Case In Point: The University of Wisconsin system has adopted a Competency-Based Admissions (CBA) process. The CBA process is an assessment of high school students' performance on a set of defined academic competencies English, mathematics, science, social studies, and foreign languages. High school teachers assess students' level of competency and report results on a Standardized Reporting Profile. The CBA initiative provides students from high schools with non-traditional curricula an equitable opportunity to gain admission to University of Wisconsin institutions. It supports K-12 school reform initiatives and keeps the traditional university admission process from becoming a potential barrier to those efforts. For more information visit http://www.uwsa.edu/bor/policies/rpd/rpd7-3.htm.
Case in point - The American Hotel and Lodging Educational Institute used the logic of competency models to develop the Hospitality Skills Certification (HSC) program. The HSC program is a competency-based certification program that recognizes line employees in the hospitality industry for their knowledge and job performance in occupations such as guest services, food and beverage server, and housekeeping. Through an assessment and testing process, employees earn a designation that acknowledges their competence in the duties they perform. For more information about this program, visit http://ahlei.org/content.aspx?id=29346.
Case In Point: The National Association of Manufacturers (NAM) has endorsed a competency-based Skills Certification System that supports the delivery of competency-based, customized education and training for the manufacturing workforce. The system is built on the Advanced Manufacturing Competency Model a framework of competencies developed by manufacturing industry associations in collaboration with the Employment and Training Administration (ETA). The NAM-Endorsed Manufacturing Skills Certification System is designed to ensure a pipeline of skilled workers in manufacturing and to provide a clear understanding of the competencies needed by 21st century manufacturers. For more information visit http://www.themanufacturinginstitute.org/Education-Workforce/Skills-Certifi
Case In Point: The Bioscience Competency Model is informing the development of new credentials in the field. The National Center for the Biotechnology Workforce, located at Forsyth Technical Community College (FT) in Winston-Salem, NC, is working with its partner the Manufacturing Institute to catalyze the development of nationally portable, third party validated, and industry driven credentials in the biosciences. The Center sees the Bioscience Competency Model as a useful framework to support this effort because of the way it reveals potential educational and career pathways, and specifies basic academic, workplace, and technical skills. For more information, visit http://www.biotechworkforce.org or http://www.themanufacturinginstitute.org.

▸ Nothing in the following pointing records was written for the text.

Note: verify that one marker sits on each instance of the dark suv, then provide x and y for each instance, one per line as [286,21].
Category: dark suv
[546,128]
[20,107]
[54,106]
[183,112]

Case In Point: The Missouri Economic Research and Information Center (MERIC) works to bring together appropriate state and local partners to align education and workforce programs with the future talent development needs of companies. To support this effort, MERIC develops competency models for targeted industry clusters using the Employment and Training Administration's Building Blocks framework. MERIC has completed models for Energy, Information Technology, Life Sciences, Transportation, and, most recently, a collection of models for six Green sectors: Building, Energy, Farming, Manufacturing, Public Administration, and Salvage Remediation. The model reports identify target occupations and lists knowledge areas, tools and technology used in the occupation, and relevant education programs for each. For more information and to view the other Missouri Target Industry Competency Models, visit
Case In Point: The AFL-CIO Working for America Institute (WAI) developed the Advanced Manufacturing Workforce Strategies Tool Kit to provide a comprehensive set of resources for unions, employers, Workforce Investment Boards, and other partners who are working to address workforce challenges in the industry. The Tool Kit includes the Advanced Manufacturing Competency Model developed by the Employment and Training Administration in collaboration with industry partners. The model is a resource that identifies the skills and competencies that manufacturers need from their workers to stay competitive and serves as a starting point for discussions about training and certification models. For more information, visit http://www.workingforamerica.org/toolkit/default.asp.
Case In Point: Career and Technical Education (CTE) in Virginia takes a competency-based approach to teaching and instructional evaluation. CTE programs use specific course task lists and "Student Competency Records" as comprehensive internal documentation of student achievement. CTE programs enhance this "self evaluation" system by providing students the opportunity to verify skills learned by passing "Job Ready" occupational competency assessments from the National Occupational Competency Testing Institute (NOCTI). NOCTI assessments are not considered industry certifications, but are valuable tools in providing external credentialing for a CTE program as well as being used for program improvement purposes. For more information, visit http://www.cteresource.org/about/index.html.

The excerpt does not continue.